Hace muchos años, a mediados de los 80, pasé una temporada larga en la casa de mi abuela Clara, en Coney Island, Brooklyn, Nueva York, que en ese entonces era el barrio judío de esa ciudad. Por esos días, el gobierno de Israel había bombardeado los Territorios Ocupados, con decenas de palestinos muertos, lo que provocó una condena de gran parte de la comunidad internacional, incluida la del gobierno alemán. Mi abuela me dijo: “Estoy de acuerdo con la condena de todo el mundo, menos la de Alemania. En relación con Israel en particular y con los judíos en general, Alemania no tiene derecho a hablar, tiene que quedarse en silencio hasta el fin de los días”. Mutantis, mutantis, me pregunto si esa situación no debería ser también las de los varones en relación con temas de género, con los debates feministas y con las cuestiones teóricas y políticas que de allí se desprenden. Después de siglos y siglos de patriarcado, tal vez los varones no estemos en condiciones de reflexionar públicamente sobre esos asuntos, incluso tomando posiciones afines al feminismo. ¿Puede un varón discutir en ese horizonte? ¿Puede un varón declararse feminista? O, al contrario, por el mero hecho de hacerlo, ¿se convierte ya en machista al estar, tal vez, usurpando algo que no le corresponde y por lo tanto reproduciendo el orden patriarcal? No lo sé. Y este “no lo sé” no es una frase retórica, sino la afirmación de una incerteza, de un andar a tientas, de un problema irresuelto que toca la fibra central de nuestras vidas.

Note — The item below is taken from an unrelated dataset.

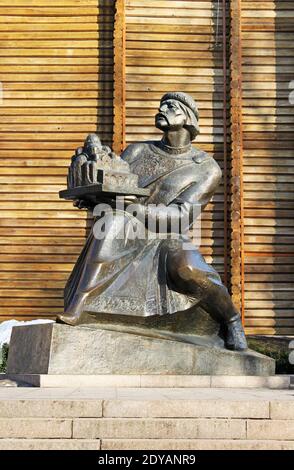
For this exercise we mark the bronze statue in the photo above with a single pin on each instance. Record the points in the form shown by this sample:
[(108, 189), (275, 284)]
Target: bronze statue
[(142, 277)]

Sé, en cambio, cómo funcionan la crítica literaria y la crítica cultural, y cuando se equivocan. Se equivocan cuando pretenden pensar desde las intenciones de los escritores o de las figuras públicas que analizan. Por ejemplo, en mi columna de la semana pasada, suponer que yo estaba clasificando a las mujeres con poder en política por su deseo sexual (algo que obviamente desconozco y que pocos acceden a conocer) es un evidente error, ya que lo que me proponía describir –creo que ni falta hace aclararlo– era otra cosa: la construcción específica de ciertas imágenes públicas de las mujeres presidentas, y cómo esas construcciones públicas –objeto primordial de la crítica cultural– afecta de determinada manera a los medios de comunicación hegemónicos controlados por varones.
Dejando esto atrás –o no tanto–, debería volver a la promesa también de la semana pasada de escribir sobre Georg Simmel, en especial sobre sus ensayos sobre la moda, la coquetería femenina y su relación con la modernidad. ¿Podré hacerlo en los menos de 900 caracteres con espacios que me quedan? No lo creo. Puedo avanzar entonces sobre lo que vendrá la semana que viene, es decir, en mi interés sobre esos textos. Escritos entre fines del siglo XIX y principios del XX, Simmel usa la reflexión sobre asuntos que en ese entonces aparecían como femeninos (que obviamente deben ser repensados, criticados y releídos a la luz de las teorías de género de la segunda mitad del XX y del siglo XXI) para reflexionar sobre el modo complejo e incluso paradójico en que se establece el lazo social. Cercano a Weber (que, en verdad, antes que en el lazo social se interesa en el sentido de la acción social y en las formas que adquiere legitimidad) pero, curiosamente, también a Durkheim (al Durkheim leído por Emilio de Ípola), son cuestiones que siguen manteniendo una actualidad crucial.